Ultra-stretchable and Conductive Polyacrylamide/Carboxymethyl Chitosan
Composite Hydrogels as Flexible Sensors
There is a great demand for the fabrication of soft electronics using
hydrogels due to their biomimetic structures and good flexibility.
However, conventional hydrogels have poor mechanical properties, which
restricts their applications as stretchable sensors. Herein, a facile
one-step strategy is proposed to fabricate tough hydrogels with a
semi-interpenetrating network structure by free-radical polymerization.
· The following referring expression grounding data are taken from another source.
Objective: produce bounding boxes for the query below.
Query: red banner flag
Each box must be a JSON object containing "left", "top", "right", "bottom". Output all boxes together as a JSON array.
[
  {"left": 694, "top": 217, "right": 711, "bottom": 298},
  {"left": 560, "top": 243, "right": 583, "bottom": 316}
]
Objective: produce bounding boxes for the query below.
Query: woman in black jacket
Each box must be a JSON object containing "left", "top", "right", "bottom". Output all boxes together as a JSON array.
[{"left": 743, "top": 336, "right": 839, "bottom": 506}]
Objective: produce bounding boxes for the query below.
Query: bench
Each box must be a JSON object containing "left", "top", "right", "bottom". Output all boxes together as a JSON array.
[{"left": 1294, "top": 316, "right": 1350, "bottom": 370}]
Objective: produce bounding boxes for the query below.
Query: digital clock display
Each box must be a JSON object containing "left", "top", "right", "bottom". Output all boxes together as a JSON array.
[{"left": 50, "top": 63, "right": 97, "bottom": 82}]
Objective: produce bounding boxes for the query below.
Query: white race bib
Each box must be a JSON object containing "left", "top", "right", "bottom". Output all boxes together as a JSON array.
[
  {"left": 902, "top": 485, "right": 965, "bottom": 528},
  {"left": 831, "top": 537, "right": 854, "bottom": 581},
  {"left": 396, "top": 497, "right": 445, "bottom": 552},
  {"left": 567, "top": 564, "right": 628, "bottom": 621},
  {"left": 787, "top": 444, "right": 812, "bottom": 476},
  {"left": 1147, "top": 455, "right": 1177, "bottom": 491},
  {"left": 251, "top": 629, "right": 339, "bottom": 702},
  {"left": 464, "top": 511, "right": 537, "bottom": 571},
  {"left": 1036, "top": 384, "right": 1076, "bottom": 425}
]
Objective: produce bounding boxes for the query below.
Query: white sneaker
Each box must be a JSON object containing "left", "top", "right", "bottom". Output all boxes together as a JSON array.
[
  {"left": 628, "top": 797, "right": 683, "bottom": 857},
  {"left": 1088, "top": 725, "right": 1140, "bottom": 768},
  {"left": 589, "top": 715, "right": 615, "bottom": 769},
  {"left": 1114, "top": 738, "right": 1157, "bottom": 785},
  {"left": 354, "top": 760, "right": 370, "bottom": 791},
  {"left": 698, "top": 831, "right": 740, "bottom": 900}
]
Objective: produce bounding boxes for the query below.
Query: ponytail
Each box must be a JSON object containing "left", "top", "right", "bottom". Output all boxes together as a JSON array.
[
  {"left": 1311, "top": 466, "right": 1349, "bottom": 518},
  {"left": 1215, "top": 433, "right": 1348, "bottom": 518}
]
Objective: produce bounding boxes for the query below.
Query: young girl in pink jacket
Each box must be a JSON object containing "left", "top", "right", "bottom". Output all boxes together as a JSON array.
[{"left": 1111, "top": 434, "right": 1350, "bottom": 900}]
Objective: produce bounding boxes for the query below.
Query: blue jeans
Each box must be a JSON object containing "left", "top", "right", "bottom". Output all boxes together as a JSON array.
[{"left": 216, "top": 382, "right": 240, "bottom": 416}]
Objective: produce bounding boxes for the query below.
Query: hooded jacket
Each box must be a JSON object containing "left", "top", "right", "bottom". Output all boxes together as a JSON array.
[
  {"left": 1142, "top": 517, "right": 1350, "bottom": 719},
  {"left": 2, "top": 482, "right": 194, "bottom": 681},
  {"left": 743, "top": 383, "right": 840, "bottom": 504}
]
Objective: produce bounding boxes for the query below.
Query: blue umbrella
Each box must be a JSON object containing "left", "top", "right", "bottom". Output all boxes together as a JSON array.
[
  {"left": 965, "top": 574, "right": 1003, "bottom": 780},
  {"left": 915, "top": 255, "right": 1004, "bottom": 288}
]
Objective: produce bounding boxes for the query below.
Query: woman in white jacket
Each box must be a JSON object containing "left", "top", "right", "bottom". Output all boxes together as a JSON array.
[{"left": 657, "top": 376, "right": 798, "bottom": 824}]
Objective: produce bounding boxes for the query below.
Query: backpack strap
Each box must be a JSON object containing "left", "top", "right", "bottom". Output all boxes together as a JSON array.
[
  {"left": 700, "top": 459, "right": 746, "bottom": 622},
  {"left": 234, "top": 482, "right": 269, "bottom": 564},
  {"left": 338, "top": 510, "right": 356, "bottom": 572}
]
The obtained polyacrylamide/carboxymethyl chitosan composite hydrogels
possess outstanding transmittance and excellent mechanical performances,
with tensile breaking stress of 260 kPa, breaking strain of 3300%, and
toughness of 2400 kJ/m3. These hydrogels have low modulus of
~10 kPa, fast recoverability after unloading, and high
conductivity of ~0.85 S/m without the addition of other
conductive substances. The ionic conductivity of the gels originates
from the counterions of carboxymethyl chitosan, affording the hydrogels
as resistive-type sensors. The resultant hydrogel sensors demonstrate a
broad strain window, excellent linear response, high sensitivity with a
gauge factor, and great durability, capable of monitoring diverse human
motions. This work provides a new strategy to develop stretchable
conductive hydrogels with promising applications in the fields of
artificial intelligence and flexible electronics.